One of the recommendations in my new report, Web Site User Experience 2010: Australian Banks, is that Australia's "big four" banks should study online retailers as as precursor to fixing their own broken website search systems. At present, these banks serve up a hodge-podge of media releases, FAQs, customer memorandums, product pages and more in their search results, giving users little clue about which search results they should click and why. By contrast, leading online retailers provide highly usable search results, which they help users to effectively preview, sort and refine.
But banks are far from the only businesses that need to look beyond the narrow confines of their own industry.

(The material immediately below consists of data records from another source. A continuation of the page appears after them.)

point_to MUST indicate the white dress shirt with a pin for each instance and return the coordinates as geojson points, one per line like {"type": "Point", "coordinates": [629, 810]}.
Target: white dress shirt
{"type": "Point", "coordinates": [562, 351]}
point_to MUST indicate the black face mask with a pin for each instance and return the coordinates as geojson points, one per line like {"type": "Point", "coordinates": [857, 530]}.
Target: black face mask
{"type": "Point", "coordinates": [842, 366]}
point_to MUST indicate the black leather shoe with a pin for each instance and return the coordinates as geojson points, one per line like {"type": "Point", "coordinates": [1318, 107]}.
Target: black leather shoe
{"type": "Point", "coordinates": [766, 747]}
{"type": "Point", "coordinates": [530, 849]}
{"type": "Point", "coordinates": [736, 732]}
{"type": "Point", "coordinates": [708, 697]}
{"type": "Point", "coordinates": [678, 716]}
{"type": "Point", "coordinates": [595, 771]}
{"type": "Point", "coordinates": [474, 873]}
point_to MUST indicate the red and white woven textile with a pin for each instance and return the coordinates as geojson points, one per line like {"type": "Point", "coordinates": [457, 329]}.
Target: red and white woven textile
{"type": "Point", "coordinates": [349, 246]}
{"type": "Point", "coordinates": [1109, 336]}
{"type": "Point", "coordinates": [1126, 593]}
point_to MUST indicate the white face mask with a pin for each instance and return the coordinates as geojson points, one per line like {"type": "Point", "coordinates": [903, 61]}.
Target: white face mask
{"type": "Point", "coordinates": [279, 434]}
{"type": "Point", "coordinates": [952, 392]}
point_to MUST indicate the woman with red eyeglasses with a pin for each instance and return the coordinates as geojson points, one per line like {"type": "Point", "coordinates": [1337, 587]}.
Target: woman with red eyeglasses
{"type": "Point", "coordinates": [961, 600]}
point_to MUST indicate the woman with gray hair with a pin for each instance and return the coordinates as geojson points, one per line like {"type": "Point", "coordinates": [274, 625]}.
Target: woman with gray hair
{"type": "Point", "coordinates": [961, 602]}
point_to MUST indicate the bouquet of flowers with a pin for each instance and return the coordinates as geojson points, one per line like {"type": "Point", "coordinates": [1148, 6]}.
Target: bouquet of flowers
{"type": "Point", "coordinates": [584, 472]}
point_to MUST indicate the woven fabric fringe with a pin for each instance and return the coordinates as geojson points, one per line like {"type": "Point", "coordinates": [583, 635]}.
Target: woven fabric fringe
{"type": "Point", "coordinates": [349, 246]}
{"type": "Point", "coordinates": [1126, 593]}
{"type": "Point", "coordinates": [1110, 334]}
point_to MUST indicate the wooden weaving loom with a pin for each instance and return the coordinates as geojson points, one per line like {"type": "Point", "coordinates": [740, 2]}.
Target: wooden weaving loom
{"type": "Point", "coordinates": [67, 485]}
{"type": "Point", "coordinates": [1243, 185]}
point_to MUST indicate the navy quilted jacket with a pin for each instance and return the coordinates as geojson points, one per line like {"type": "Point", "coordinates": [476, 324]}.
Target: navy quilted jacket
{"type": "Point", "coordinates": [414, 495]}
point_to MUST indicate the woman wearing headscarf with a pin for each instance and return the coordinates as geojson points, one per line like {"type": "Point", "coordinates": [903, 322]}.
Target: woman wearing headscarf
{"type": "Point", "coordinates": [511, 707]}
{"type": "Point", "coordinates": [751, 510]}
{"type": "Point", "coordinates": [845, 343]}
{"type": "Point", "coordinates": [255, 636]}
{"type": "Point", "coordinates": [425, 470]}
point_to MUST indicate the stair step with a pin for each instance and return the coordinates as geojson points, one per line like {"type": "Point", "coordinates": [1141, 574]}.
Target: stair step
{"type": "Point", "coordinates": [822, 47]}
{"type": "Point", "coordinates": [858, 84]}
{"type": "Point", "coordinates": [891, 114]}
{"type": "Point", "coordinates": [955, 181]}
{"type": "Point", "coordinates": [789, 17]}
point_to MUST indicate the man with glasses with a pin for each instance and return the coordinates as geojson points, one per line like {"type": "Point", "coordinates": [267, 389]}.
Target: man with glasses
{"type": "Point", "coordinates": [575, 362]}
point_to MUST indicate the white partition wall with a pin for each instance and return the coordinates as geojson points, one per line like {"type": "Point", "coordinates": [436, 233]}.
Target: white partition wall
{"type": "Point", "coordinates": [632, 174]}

For example, when speaking with pharmaceutical marketers in Sydney yesterday, I was reminded that almost no Australian marketers in that industry set aside a portion of their budgets as internal seed capital, funding marketing experiments that are small enough to fail gracefully, but audacious enough to perhaps exceed all expectations. Big pharma, at least in Australia, could learn from how the leading global consumer packaged goods companies are supporting marketing innovation with devices like internal seed capital.
Likewise, as they prepare for the age of the electronic book reader, parts of the print publishing industry are clearly heeding an important lesson from music: that those who embrace digital might thrive, but those who resist it usually wither and die. Many newspaper and magazine publishers are thinking about how to update their content for new presentation formats. However, they should also learn from the new business models that are emerging in the music industry. For example, how many are willing to give away books to sell tickets to public readings instead of holding free public readings in order to sell books? I'm not arguing that the latter is a viable business model; I'm just asking how many publishers are considering radical options that are emerging in other industries.
It's natural to focus on the specifics of one's own industry. As a bank, it's natural to compare your own website search system to the broken systems provided by most other banks. But inspiration is one of the sources of innovation, and the best ideas can come from places you least expect.